People have heard me so many times quote Ben Franklin. But it's easy
to see from Proverbs, it's easy to see from speeches of people like Ben
Franklin, our problem is a selfish problem--anytime we spend more money
than we have with complete and utter disregard, gross negligent
disregard, even intentional disregard for the future of our children
and one day their children and one day their children, complete
disregard, we want to spend it on ourselves now.

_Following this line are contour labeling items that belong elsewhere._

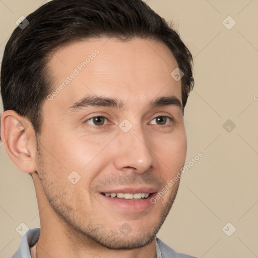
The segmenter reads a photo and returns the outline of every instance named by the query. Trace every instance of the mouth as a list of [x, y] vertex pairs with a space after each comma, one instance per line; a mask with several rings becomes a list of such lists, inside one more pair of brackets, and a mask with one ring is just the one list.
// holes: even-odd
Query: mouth
[[151, 200], [156, 193], [102, 192], [99, 194], [99, 196], [104, 202], [105, 205], [108, 206], [110, 210], [127, 215], [131, 213], [144, 211], [150, 212], [152, 211], [152, 207], [154, 207], [154, 204], [151, 202]]
[[118, 198], [126, 200], [140, 200], [147, 199], [151, 193], [136, 192], [130, 194], [127, 192], [101, 192], [101, 195], [110, 198]]

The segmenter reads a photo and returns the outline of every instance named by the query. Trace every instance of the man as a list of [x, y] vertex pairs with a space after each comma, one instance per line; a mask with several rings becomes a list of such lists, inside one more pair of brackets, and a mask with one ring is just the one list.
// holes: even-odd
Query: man
[[156, 237], [185, 159], [191, 61], [140, 0], [53, 0], [22, 21], [2, 62], [1, 135], [32, 177], [40, 229], [14, 258], [192, 257]]

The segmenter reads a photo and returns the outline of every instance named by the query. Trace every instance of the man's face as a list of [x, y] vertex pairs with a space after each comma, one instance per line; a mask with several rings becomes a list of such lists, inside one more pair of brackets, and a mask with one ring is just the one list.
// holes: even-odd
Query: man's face
[[[51, 58], [59, 89], [44, 102], [37, 172], [67, 228], [109, 248], [135, 248], [153, 239], [176, 195], [179, 181], [167, 184], [185, 158], [182, 109], [174, 100], [151, 104], [171, 96], [181, 103], [181, 82], [163, 43], [108, 39], [73, 43]], [[118, 106], [86, 105], [87, 97]]]

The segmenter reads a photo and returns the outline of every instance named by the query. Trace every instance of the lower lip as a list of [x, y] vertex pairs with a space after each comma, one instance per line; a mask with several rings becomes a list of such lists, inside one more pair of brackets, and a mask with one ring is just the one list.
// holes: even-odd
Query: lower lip
[[151, 199], [155, 195], [155, 192], [151, 194], [149, 197], [144, 199], [128, 199], [108, 197], [102, 194], [99, 194], [100, 198], [106, 203], [109, 203], [112, 208], [118, 208], [119, 209], [130, 212], [141, 212], [153, 205], [151, 203]]

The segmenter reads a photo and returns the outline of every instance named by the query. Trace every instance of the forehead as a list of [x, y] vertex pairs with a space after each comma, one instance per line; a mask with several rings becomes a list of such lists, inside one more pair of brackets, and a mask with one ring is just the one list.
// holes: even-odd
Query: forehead
[[[177, 64], [163, 43], [134, 38], [87, 39], [62, 47], [48, 63], [53, 97], [44, 105], [65, 110], [87, 95], [144, 103], [157, 95], [181, 101], [181, 82], [170, 75]], [[128, 106], [128, 105], [126, 106]]]

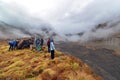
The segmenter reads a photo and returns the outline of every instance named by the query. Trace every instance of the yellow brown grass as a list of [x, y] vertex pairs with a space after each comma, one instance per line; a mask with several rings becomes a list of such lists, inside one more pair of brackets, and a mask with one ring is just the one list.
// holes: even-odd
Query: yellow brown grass
[[81, 60], [55, 51], [55, 59], [44, 47], [36, 52], [30, 49], [8, 51], [0, 45], [0, 80], [102, 80]]

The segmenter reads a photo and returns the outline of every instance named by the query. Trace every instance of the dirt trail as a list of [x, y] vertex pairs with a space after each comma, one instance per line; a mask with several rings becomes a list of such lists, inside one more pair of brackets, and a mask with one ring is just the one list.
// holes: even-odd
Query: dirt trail
[[120, 80], [120, 56], [108, 49], [92, 49], [76, 43], [56, 44], [58, 50], [82, 59], [104, 80]]

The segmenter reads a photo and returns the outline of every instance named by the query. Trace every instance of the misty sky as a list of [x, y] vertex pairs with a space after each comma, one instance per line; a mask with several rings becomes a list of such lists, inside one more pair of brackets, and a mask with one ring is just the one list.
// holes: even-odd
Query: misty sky
[[120, 0], [0, 0], [0, 20], [14, 24], [24, 22], [23, 16], [60, 33], [79, 33], [120, 17]]

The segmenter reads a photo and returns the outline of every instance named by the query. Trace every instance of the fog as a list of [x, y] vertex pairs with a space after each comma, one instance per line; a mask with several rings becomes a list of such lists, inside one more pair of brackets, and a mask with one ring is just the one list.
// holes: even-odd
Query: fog
[[[70, 40], [88, 41], [120, 32], [119, 7], [119, 0], [1, 0], [0, 21], [27, 29], [30, 34], [39, 33], [41, 27], [60, 35], [83, 32], [82, 36], [69, 37]], [[107, 23], [106, 28], [92, 31], [103, 23]]]

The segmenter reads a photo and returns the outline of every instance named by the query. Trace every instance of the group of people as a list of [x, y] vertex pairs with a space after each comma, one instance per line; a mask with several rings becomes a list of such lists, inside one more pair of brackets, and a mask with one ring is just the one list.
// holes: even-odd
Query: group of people
[[[10, 40], [9, 41], [9, 51], [16, 49], [30, 48], [32, 49], [35, 45], [36, 50], [39, 52], [42, 50], [44, 40], [41, 38], [30, 38], [30, 39], [21, 39], [21, 40]], [[51, 53], [51, 59], [54, 59], [54, 40], [53, 38], [48, 38], [47, 40], [48, 52]]]

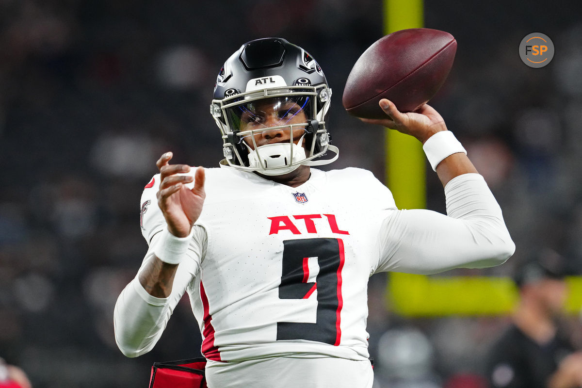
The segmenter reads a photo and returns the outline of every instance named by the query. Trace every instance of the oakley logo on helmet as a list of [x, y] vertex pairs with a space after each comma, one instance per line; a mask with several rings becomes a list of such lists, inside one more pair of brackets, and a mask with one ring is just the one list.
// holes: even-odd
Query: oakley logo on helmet
[[224, 92], [225, 97], [230, 97], [232, 95], [235, 95], [235, 94], [240, 94], [240, 91], [238, 89], [235, 89], [234, 88], [230, 88], [230, 89], [226, 89]]
[[311, 81], [309, 80], [308, 78], [301, 77], [295, 80], [295, 82], [293, 83], [293, 84], [294, 86], [311, 86]]
[[253, 78], [247, 83], [246, 91], [286, 86], [287, 84], [285, 83], [285, 80], [281, 76]]

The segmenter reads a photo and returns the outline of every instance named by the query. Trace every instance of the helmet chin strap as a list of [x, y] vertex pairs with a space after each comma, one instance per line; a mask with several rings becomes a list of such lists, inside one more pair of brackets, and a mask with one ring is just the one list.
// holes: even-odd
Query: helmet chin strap
[[[304, 134], [297, 142], [303, 141]], [[257, 169], [265, 175], [281, 175], [291, 172], [300, 166], [297, 161], [306, 158], [305, 149], [301, 145], [291, 142], [265, 144], [253, 149], [244, 143], [249, 148], [249, 166]]]

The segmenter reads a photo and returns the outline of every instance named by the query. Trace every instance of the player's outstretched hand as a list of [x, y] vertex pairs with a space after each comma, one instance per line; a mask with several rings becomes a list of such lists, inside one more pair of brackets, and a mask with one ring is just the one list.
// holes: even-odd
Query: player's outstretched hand
[[446, 130], [445, 120], [430, 105], [424, 104], [414, 112], [402, 113], [392, 101], [385, 98], [381, 99], [378, 104], [386, 115], [385, 119], [360, 120], [364, 123], [381, 125], [414, 136], [423, 144], [437, 132]]
[[[204, 169], [196, 169], [194, 176], [182, 175], [190, 171], [187, 165], [171, 165], [172, 152], [166, 152], [156, 162], [161, 174], [158, 205], [168, 223], [168, 229], [176, 237], [190, 234], [192, 225], [202, 211], [204, 193]], [[190, 190], [186, 184], [194, 182]]]

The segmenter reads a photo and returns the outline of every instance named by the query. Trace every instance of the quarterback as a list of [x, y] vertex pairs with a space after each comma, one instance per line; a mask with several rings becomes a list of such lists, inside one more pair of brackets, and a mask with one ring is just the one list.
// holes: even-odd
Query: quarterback
[[171, 164], [168, 152], [144, 190], [149, 250], [115, 311], [125, 355], [151, 350], [187, 293], [210, 388], [370, 388], [371, 275], [492, 266], [513, 254], [497, 202], [428, 105], [403, 113], [383, 99], [385, 119], [365, 121], [423, 143], [447, 215], [398, 210], [367, 170], [314, 168], [338, 157], [331, 96], [315, 59], [284, 39], [252, 41], [226, 60], [210, 106], [219, 168]]

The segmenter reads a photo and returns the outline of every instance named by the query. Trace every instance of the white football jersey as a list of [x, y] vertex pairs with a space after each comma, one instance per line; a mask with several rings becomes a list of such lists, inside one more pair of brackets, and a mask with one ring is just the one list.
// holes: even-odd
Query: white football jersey
[[[205, 169], [196, 222], [203, 229], [172, 294], [188, 292], [208, 359], [367, 359], [368, 279], [382, 257], [382, 222], [396, 208], [368, 171], [311, 170], [291, 187], [232, 168]], [[159, 175], [148, 186], [141, 224], [149, 243], [166, 226]]]

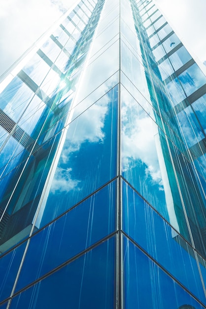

It's time to tell Greece, to tell everyone, let's hold hands and do
this together, not jump over the cliff by spending good money after
bad. Let's do it by not spending money we don't have. And there's no
way a country would not be upgraded when S&P and the world see, these
people are really serious about not spending more than they have coming
in.
This is a brave country. They know how to make commitments. And that
would get us back to having true freedom and not having the American
citizens have to come begging to Congress, Please, please, throw us
more morsels. Instead, Congress would be a body that inspired greatness
and inspired potential again and wouldn't lure young women into the rut
of having children out of wedlock because they're bored with high
school. It would, instead, give them incentives and encouragement:
Reach your potential; finish high school; go to college.
Let's have incentives not to stay out of work. Let's have incentives
to get back to work. Let's have incentives to sell our products around
the world. You do that by decreasing the tariff that we put on
American-made goods by every American company. That would help get us
on the road back to financial independence.
One other thing: When you have been blessed as the greatest country
in the world when it comes to having your own energy, we ought to use
it. We have it. We've been blessed with it. It's time to use it. And I
would humbly suggest that this President get out of the way, stop
preventing us from using our own energy, and allow us to become an
independent and great Nation again.
With that, Madam Speaker, I yield back the balance of my time.